Inflação segue alta, mas comida perde força

Já há desaceleração nos preços pagos no campo; taxa cai de 1,59% para 0,36%

Márcia De Chiara, de O Estado de S.Paulo,

27 de abril de 2011 | 23h00

Os alimentos, considerados os vilões do custo de vida desde o fim do ano passado ao lado dos serviços, devem dar uma trégua à inflação nos próximos três meses.

O primeiro sinal de perda fôlego dos preços da comida apareceu nas cotações recebidas pelos produtores. O Índice Quadrissemanal de Preços Recebidos pela Agropecuária Paulista desacelerou na terceira quadrissemana deste mês para 0,36%, depois de ter atingido 1,59% na segunda quadrissemana de abril, segundo o Instituto de Economia Agrícola (IEA).

"Foi a terceira desaceleração consecutiva e o menor nível do indicador alcançado desde novembro do ano passado", observa o pesquisador do IEA, José Sidnei Gonçalves. Se descontada a cana-de-açúcar, o indicador registrou deflação de 1,10% na terceira prévia deste mês.

De 18 preços ao produtor pesquisados, metade registrou deflação no período, com destaque para laranja (-19,2%), tomate (-17,6%), frango (-10,6%), arroz (-3,19%) e soja (-3,1%). Até o preço da carne bovina parou de subir e registrou estabilidade no período.

Para Gonçalves, o efeito da entrada da safra, com a maior oferta de produtos no mercado, foi magnificado pela valorização do real em relação ao dólar registrado nas últimas semanas. "Essa desaceleração dos preços ao produtor deve ter efeito na inflação ao consumidor em três semanas", prevê o pesquisador.

Para Antonio Comune, coordenador do Índice de Preços ao Consumidor (IPC) da Fipe, o impacto será sentido na inflação de maio. O resultado da terceira quadrissemana de abril divulgado ontem foi 0,65%, ligeiramente acima da quadrissemana anterior (0,61%). Gasolina e álcool combustível responderam por mais de um terço (36%) do IPC-Fipe da terceira quadrissemana de abril.

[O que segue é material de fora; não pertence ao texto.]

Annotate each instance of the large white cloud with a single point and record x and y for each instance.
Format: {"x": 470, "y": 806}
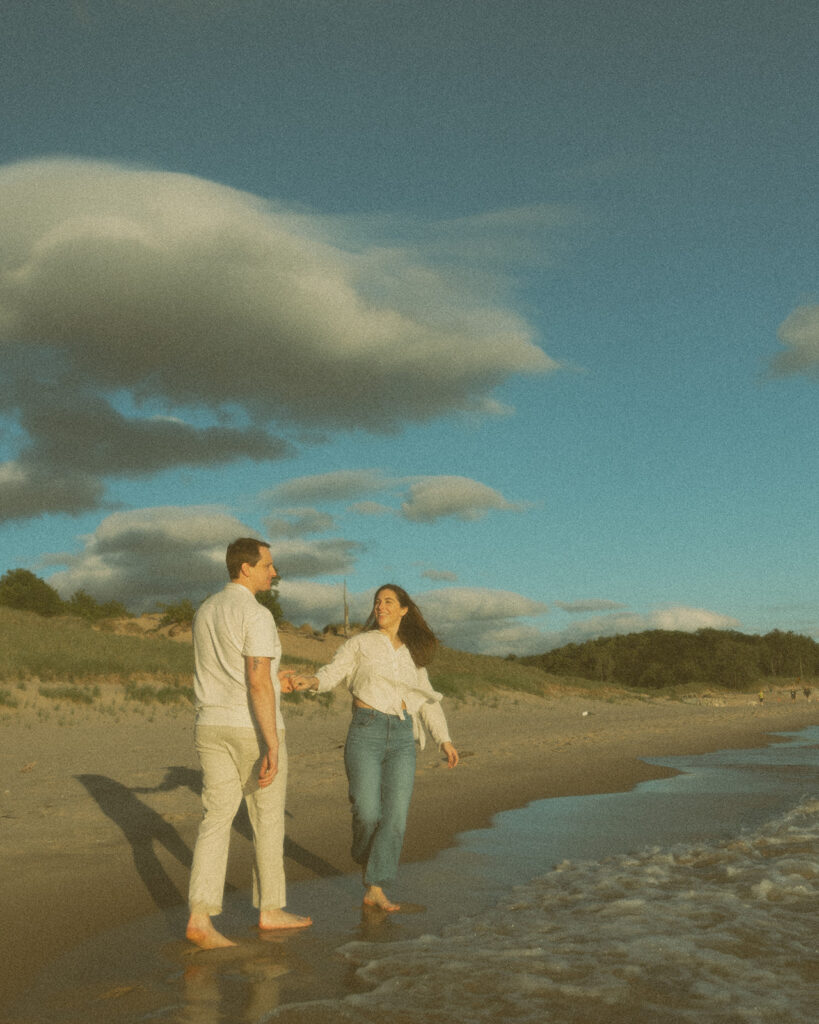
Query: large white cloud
{"x": 152, "y": 556}
{"x": 436, "y": 497}
{"x": 673, "y": 617}
{"x": 169, "y": 285}
{"x": 425, "y": 499}
{"x": 120, "y": 282}
{"x": 800, "y": 335}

Comune calcula que a inflação deste mês fique em 0,65%, mas observa que o patamar médio mensal da inflação recue para 0,40% no período, se governo não reajustar a gasolina. Entre as hipóteses consideradas pelo economistas estão a maior oferta de produtos agropecuários e o fim do impacto dos aumentos da gasolina e do álcool combustível. "Os alimentos vão dar uma trégua à inflação entre maio e julho", prevê.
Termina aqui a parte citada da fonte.